IT is the latest adaptation of Stephen King’s classic horror novel of the same name. The story, and its signature antagonist Pennywise the Dancing Clown, are maybe best know from the 1990 miniseries starring Tim Curry. This new version takes the first half of the story, following 7 young friends in Derry, a small town in Maine, who are terrorised by this evil presence, as many other children from the town go missing.

A lot of the focus on the film will revolve around Bill Skarsgård’s performance as Pennywise, but whilst his performance is great, it’s the 7 young actors who play the members of the Losers’ Club who really stand out and make this version of IT so memorable. Jaeden Lieberher, who plays Bill, the character who lost his younger brother to Pennywise, is absolutely brilliant in the film. He has one moment in particular in which he gives a speech in front of an abandoned house where he gives a performance so good that you wouldn’t expect from such a young actor. The other real stand out is Sophia Lillis as Beverly, particularly in the scenes involving her abusive father. But all of the young actors are great, they truly sell the friendship between these characters, you believe in their bond that is so crucial to this story, which is as much a coming of age tale as it is a horror one.

As for Bill Skarsgård as Pennywise, he had an awful lot to live up to as Tim Curry’s performance is still held up by many as one of the iconic horror villains. Skarsgård doesn’t have huge amounts of the film to showcase what he can do in the role, as the primary focus is the Losers’ Club, but when he does get to he’s excellent. He brings an otherworldly feeling to the character, which really fits the trans-dimensional alien that Pennywise is. He has the joyful innocence that you’d expect in Pennywise when he’s trying to lure the children in, but it’s the way that Skarsgård can drop this and become so inhuman that makes it such a creepy performance. The effects on Pennywise have also come a long way since the miniseries, and allow him to be so menacing throughout.

And he delivers on making Pennywise a scary and menacing character. If you’re scared of clowns then the film will absolutely terrify you. Director Andy Muschietti brilliantly executes the way that Pennywise manipulates the children’s individual fears. IT doesn’t overly rely on jump scares, there is a couple, but it manages to avoid most horror clichés. Even if you aren’t scared of clowns, you can’t escape the feel of unease that Muschietti manages to create. The whole town feels wrong, and the parents and the other adults that the Losers’ Club encounters make you feel so uncomfortable. The levels or violence, bullying, and abuse that Pennywise had brought to Derry are what really unsettles you out about IT, not the scary clown who is just the face of this.

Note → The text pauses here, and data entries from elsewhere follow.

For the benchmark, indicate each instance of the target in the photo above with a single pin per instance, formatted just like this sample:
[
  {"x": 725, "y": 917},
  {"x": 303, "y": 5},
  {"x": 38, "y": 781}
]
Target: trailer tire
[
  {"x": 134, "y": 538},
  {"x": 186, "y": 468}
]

Andy Muschietti and screenwriters Chase Palmer, Cary Fukunaga, and Gary Dauberman do a terrific job of bringing Stephen King’s work to life. They resist the temptation to go too overboard with some of the more out there moments in the novel. So if you were hoping for Maturin to make an appearance then I wouldn’t hold your breath, but most of these changes help to keep the film far more grounded, and as a result far creepier. The forms that It takes are more limited as well; as this version of It focuses on haunting the Loser’s specific fears, rather than taking more generic “scary” forms.

The only real problem that this version of IT has is that a couple of the central characters, mainly Stanley and Mike feel a little shortchanged in this adaptation. We don’t really dive into Ritchie’s back-story either, but he gets enough opportunities to stand out almost as the comic relief member of the group. It feels as though there is more to explore with Stanley, although he gets his moments in the story. With Mike they lay out his character, and the fears that IT plays on very well, but he just doesn’t get to contribute hugely towards the story, as his role as the town historian has been handed over to Ben in this version.

But for the most part IT is a pretty great Stephen King adaptation. The friendship of the Loser’s Club and the coming of age aspect work brilliantly. And the whole feeling of unease that Andy Muschietti is able to create in the film makes it very effective as a horror film, although it is more unsettling than scary if you don’t have a fear of clowns. IT manages to avoid a lot of the horror clichés and as a result stands out as one of the best, and well made, horror films in recent years.